When I ran "grub-install /dev/sdX --target i386-pc" it came back with "grub does not support ext2."

Wow.

Rather than spend time on trying to figure that out, I went ahead and cleared the drive out, then made two partitions.

/dev/sdX1 Unformated

"One quirk is that this magic “32kb gap” between sector 1 and the first partition that is created /by convention/ for msdos-partitioned disks does not exist in GPT. The solution is to create a specific partition to hold the “embedded” copy of core.img; this partition must have type |BIOS_BOOT|. The “grub-setup” utility (called by grub-install) searches the GPT for the first partition of that type and writes core.img there."
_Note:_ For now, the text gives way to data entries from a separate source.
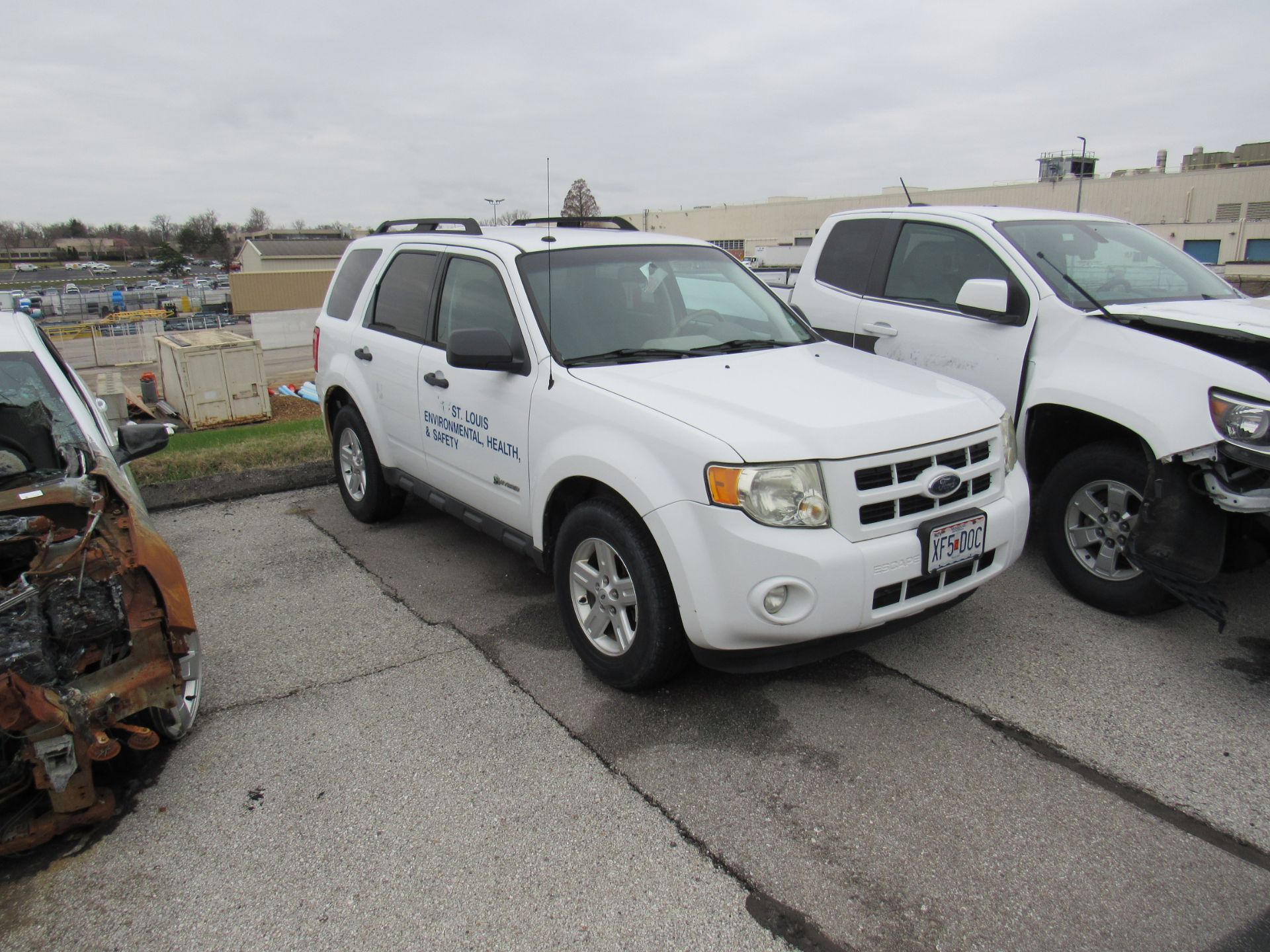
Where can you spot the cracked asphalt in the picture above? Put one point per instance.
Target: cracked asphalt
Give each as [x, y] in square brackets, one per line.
[399, 749]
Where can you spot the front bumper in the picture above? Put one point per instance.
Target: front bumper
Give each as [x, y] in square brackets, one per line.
[722, 563]
[1238, 481]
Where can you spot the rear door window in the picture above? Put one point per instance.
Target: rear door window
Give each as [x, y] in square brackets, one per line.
[849, 253]
[349, 282]
[403, 302]
[474, 296]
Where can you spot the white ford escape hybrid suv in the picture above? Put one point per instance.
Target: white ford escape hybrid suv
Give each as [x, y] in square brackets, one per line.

"For GPT (recommended), you need something like:

Number  Start (sector)    End (sector)  Size       Code  Name
   1            2048            4095   1024.0 KiB  EF02  grub
   2            4096         1052671   512.0 MiB   8300  boot
   3         1052672        39456767   18.3 GiB    8300  debian
   4        39456768        60428287   10.0 GiB    8200  Linux swap
   5       429604864       468666367   18.6 GiB    8300 lfs-20190801
   ...
  14       307765248       370679807   30.0 GiB    8300  lfs-9.0 "

The fist, unformatted partition needs to be type BIOS_BOOT, which is code EF02 in Bruce's printout.

/dev/sdX2 ext

I am building now on /dev/sdX2.

With that, that is one thing not specifically clear. Do I run the grub-install command for /dev/sdX, or for the unformatted partition of  /dev/sdX1?

For /dev/sdX


Thanks again!

Trent


I don't have GPT on my computers so I'm writing this based only on what I've read previously about this subject.

Regards,
Ed


Thanks a bunch, Ed!


I was reading the URL you sent over on grub.

http://moi.vonos.net/linux/Booting_Linux_on_x86_with_Grub2/#installing-grub

It does mention, "The Grub utilities provide a command “grub-install” which creates the files in |/boot/grub| and writes a program to a disk’s Master Boot Record (MBR)."

I just wanted to be sure I am clear on it.